I have now chugged 4 liters of water in Asian airports due to unexpected security-Hong Kong (last trip), Beijing. Singapore, and Kuala Lumpur. You’d think I’d know by now that just because I got off the plane with water doesn’t mean I can just get on the next one, or even get off with it. In Singapore, there was no ‘security,’ just customs at the gate. There are, however, military police with automatic weapons at the ready roaming around.
Eating has been less fun than I anticipated. I get stressed trying to find a place to eat, deciding what to eat, figuring out how to communicate that, and then figuring out the ‘right’ way to eat it. I know this last part shouldn’t matter as much, but I’m left handed and constantly wonder what people think when I use my ‘dirty’ hand to grab things. Rice in a bowl, eat with chopsticks; rice on a plate use a fork and spoon-and the spoon is king here-not the fork. It’s a two handed method where the fork is used to shove food into the spoon. But I haven’t figured out, or seen how people deal with pieces of meat that require cutting.
And the napkins. Quite simply, there are none. The fried chicken place had on the tables the equivalent of a small tissue box that dispense one small square of tissue paper at a time. The Korean BBQ had a dispenser on the wall. I can’t even try to understand this. Is it a conservation effort? Are Americans just that sloppy? I feel like I’ve had sticky fingers for 2 weeks. Perhaps related is the amount of, as mom might describe it, ‘snotting’ that I’ve observed. I haven’t seen a person use a tissue or a handkerchief to take care of sinus issues. Instead there’s a lot of ‘throat clearing’ and the nasal inhale. I’m pretty sure the guy in front of me at mass in KL did the good ole snot rocket. I was glad that at the sign of peace, there were no handshakes, just bows.
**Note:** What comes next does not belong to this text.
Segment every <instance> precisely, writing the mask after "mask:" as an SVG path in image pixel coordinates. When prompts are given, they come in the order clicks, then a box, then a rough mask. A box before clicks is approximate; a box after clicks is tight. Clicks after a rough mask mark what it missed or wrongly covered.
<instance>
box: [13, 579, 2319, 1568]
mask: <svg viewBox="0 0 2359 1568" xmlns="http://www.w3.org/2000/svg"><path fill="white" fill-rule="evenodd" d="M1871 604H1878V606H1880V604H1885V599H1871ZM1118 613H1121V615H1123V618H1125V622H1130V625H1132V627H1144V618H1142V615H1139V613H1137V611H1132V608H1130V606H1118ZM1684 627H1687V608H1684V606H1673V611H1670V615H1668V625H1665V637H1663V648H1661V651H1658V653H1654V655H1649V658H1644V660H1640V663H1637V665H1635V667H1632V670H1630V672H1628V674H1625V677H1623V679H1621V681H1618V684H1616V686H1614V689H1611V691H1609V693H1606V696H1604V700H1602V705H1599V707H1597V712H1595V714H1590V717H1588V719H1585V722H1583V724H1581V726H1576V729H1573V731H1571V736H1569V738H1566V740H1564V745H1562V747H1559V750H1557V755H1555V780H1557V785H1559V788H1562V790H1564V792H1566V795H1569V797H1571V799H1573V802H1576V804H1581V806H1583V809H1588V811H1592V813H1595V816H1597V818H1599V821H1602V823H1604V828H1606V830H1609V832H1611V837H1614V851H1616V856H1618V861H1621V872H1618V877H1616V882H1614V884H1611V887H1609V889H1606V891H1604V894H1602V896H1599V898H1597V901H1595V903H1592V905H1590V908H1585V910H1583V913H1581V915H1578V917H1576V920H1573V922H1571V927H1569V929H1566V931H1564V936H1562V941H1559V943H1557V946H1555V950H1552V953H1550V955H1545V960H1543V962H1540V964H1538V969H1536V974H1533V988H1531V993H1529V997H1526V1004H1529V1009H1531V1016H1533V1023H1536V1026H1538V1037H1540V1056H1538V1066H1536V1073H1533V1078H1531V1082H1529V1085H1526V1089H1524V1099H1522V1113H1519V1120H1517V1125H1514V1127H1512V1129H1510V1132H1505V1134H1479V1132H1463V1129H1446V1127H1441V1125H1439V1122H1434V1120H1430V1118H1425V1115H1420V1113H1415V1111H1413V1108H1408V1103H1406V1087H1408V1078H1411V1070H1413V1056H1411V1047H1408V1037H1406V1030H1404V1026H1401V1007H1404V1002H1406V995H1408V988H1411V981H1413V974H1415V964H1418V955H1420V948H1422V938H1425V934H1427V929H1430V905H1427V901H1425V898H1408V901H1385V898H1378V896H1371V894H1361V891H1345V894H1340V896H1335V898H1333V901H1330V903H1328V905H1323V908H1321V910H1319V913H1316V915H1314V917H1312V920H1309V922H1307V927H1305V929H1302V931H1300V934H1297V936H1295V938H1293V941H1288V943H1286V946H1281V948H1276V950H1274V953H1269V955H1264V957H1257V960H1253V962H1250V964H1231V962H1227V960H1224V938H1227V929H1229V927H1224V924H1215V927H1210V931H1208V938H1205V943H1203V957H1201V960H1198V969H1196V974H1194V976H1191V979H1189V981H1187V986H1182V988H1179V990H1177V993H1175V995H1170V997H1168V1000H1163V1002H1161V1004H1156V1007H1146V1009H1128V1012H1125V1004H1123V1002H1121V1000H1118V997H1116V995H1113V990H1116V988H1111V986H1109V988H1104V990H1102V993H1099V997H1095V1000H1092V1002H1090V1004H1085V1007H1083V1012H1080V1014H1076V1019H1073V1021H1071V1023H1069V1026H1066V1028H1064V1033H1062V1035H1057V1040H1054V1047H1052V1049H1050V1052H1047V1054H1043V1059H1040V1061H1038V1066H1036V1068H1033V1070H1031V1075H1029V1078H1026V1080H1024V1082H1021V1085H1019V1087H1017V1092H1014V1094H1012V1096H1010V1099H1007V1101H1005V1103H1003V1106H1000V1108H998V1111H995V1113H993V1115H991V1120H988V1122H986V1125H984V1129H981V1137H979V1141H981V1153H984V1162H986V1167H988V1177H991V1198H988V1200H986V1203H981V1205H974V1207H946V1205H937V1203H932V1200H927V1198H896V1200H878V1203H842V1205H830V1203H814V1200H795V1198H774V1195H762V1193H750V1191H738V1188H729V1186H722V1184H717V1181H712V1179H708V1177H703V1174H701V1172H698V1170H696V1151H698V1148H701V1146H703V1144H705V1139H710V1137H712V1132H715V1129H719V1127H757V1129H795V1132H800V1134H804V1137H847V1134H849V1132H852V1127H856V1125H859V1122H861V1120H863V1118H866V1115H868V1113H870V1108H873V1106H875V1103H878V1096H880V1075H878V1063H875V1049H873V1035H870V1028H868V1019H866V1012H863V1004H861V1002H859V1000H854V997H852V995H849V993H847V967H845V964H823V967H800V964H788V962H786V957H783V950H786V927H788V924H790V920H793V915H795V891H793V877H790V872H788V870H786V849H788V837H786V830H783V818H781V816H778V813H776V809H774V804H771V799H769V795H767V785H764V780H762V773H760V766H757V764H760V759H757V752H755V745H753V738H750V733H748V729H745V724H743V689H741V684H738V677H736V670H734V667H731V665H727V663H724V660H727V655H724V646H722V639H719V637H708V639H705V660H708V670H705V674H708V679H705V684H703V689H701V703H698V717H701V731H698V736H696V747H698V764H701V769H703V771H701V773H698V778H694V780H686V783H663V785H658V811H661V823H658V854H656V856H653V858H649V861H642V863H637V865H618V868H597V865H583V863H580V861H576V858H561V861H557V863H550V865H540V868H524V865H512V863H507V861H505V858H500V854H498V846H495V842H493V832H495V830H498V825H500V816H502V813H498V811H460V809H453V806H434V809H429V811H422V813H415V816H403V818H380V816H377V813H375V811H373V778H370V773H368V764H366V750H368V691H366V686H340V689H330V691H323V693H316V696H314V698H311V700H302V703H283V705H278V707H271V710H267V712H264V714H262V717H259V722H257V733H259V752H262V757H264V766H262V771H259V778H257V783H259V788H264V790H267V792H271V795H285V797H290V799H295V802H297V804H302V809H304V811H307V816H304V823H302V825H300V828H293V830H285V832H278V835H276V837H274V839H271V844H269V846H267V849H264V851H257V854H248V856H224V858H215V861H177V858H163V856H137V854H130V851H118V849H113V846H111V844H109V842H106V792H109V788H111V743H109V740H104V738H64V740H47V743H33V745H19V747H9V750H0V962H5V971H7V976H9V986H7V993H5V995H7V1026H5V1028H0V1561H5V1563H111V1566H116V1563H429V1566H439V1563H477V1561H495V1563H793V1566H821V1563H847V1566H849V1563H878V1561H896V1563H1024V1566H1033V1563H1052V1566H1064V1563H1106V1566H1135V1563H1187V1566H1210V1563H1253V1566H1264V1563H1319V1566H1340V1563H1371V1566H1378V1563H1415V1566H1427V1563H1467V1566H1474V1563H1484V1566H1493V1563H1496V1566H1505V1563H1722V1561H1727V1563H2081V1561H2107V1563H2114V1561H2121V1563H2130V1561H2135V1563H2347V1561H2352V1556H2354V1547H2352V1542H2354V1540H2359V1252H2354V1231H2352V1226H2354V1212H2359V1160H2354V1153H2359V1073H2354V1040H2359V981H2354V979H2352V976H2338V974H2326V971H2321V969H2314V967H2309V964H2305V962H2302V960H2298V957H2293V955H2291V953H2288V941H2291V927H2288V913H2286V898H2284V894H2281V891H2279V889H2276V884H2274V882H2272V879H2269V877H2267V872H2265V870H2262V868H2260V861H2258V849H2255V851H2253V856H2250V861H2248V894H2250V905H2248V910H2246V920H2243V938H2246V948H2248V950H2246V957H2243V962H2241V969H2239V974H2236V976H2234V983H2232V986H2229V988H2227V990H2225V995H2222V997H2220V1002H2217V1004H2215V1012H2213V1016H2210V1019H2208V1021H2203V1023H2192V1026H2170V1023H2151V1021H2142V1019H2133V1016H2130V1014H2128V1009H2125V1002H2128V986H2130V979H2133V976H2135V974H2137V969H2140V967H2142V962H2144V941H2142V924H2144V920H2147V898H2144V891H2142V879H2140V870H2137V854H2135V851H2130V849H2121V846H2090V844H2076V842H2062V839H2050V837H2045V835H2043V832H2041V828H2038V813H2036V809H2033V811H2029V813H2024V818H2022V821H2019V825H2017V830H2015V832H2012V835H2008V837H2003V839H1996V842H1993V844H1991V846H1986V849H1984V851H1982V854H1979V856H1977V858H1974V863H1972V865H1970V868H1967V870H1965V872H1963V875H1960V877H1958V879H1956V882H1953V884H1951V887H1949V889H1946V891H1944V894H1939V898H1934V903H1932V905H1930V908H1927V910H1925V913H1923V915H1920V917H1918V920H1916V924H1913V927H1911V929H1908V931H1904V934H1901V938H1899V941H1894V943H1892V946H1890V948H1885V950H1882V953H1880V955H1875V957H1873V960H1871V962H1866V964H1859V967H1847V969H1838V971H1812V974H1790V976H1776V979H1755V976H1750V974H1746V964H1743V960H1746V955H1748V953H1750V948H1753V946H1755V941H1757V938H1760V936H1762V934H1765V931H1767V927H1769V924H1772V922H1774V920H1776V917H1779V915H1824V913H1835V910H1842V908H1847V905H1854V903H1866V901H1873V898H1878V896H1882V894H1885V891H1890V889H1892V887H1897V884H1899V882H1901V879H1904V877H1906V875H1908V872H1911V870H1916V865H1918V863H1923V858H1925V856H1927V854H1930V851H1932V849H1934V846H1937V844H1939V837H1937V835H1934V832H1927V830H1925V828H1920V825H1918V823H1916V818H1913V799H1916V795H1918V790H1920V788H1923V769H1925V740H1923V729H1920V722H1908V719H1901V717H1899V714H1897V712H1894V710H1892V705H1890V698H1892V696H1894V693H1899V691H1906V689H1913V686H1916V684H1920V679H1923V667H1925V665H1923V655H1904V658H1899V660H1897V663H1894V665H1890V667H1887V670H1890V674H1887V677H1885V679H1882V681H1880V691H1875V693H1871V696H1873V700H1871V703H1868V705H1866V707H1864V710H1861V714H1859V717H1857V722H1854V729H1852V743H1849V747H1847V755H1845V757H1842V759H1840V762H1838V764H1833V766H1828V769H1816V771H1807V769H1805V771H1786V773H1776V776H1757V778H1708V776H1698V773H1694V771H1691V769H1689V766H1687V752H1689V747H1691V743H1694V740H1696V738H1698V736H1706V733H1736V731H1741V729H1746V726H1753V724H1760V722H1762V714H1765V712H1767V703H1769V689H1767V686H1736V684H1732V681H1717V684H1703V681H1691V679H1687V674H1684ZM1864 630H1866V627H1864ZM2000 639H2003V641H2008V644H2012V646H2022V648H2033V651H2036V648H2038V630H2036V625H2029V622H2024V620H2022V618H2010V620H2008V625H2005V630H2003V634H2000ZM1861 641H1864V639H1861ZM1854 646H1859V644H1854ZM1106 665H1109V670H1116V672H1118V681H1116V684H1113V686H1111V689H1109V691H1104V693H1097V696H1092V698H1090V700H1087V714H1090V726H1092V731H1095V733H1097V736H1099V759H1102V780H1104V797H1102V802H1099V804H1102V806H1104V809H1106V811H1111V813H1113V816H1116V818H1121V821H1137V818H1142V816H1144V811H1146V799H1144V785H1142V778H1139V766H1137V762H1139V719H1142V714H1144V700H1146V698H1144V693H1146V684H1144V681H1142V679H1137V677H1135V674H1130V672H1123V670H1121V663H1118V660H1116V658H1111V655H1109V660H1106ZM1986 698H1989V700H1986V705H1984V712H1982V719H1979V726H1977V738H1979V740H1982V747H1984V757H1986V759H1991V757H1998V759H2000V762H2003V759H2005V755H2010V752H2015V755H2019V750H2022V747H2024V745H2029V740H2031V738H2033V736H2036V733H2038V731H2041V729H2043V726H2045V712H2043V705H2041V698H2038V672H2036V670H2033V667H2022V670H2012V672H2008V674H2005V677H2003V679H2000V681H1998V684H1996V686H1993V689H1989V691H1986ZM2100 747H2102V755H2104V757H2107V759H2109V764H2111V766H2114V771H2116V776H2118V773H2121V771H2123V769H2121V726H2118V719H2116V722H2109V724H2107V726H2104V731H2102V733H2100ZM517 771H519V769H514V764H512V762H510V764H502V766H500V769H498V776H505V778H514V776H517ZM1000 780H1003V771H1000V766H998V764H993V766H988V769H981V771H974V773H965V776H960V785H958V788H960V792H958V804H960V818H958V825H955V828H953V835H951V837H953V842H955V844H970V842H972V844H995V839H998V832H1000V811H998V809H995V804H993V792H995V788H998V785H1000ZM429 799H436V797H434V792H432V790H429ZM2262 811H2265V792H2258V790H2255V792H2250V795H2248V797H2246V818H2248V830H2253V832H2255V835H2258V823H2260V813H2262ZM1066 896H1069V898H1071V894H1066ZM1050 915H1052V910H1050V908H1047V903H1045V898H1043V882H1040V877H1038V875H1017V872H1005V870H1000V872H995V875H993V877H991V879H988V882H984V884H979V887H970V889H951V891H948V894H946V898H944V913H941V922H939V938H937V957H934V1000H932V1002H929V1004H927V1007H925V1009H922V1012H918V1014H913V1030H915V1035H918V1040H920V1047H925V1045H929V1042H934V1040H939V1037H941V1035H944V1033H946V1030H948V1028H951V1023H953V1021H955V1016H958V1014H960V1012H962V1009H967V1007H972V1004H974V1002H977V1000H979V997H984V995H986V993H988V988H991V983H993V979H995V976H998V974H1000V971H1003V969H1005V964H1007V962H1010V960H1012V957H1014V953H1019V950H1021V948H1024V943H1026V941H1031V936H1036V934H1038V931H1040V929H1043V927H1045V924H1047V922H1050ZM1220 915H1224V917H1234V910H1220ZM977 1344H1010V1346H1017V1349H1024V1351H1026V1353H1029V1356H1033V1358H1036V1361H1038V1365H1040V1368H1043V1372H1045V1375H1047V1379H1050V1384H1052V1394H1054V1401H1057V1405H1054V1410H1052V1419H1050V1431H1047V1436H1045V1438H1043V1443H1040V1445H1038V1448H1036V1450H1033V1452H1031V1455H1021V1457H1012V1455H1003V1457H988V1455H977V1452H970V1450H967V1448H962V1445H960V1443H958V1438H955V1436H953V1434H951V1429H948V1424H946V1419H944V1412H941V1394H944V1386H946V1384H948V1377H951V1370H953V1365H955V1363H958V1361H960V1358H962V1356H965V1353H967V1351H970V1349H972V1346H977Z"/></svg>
It took me a bit to realize that restaurant service is a bit more ‘on-demand’ here than we are used to. Never has someone come after food was delivered to ask if everything is ok. This also means they don’t offer the bill unless you flag down a server and ask. During the meal with students, that nominated the tallest bit with the longest arms this duty. This puts in perspective why people may display this ‘rude’ behavior back home.
Also, drinking with meals is not the same here. I’m used to drinking a giant glass of water with each meal. Here, I may get a juice glass-sized beverage to last the duration.
Is ‘bless you’ in response to a sneeze American? My guess is European (getzunheit), right? I noticed this in China, but during check in in Singapore, one of the staff sneeze, I, by instinct, responded with ‘’bless you.’ The two staff members looked at each other, laughing and saying something I didn’t understand. I wasn’t sure what was going on, else I would have asked.
Americans stand in lines while the rest of the world ‘queues up.’
Also, why do Asians not seem to wear sunglasses? Keep in mind, I have spent most of my time on the Maylay peninsula-not far from the equator. I’m putting on sunscreen everyday, my feet have a nice summer-time chaco tan, and it seems no one wears sunglasses here. There’s a ‘spectacle hut’ in every Singaporean mall. I must be missing something.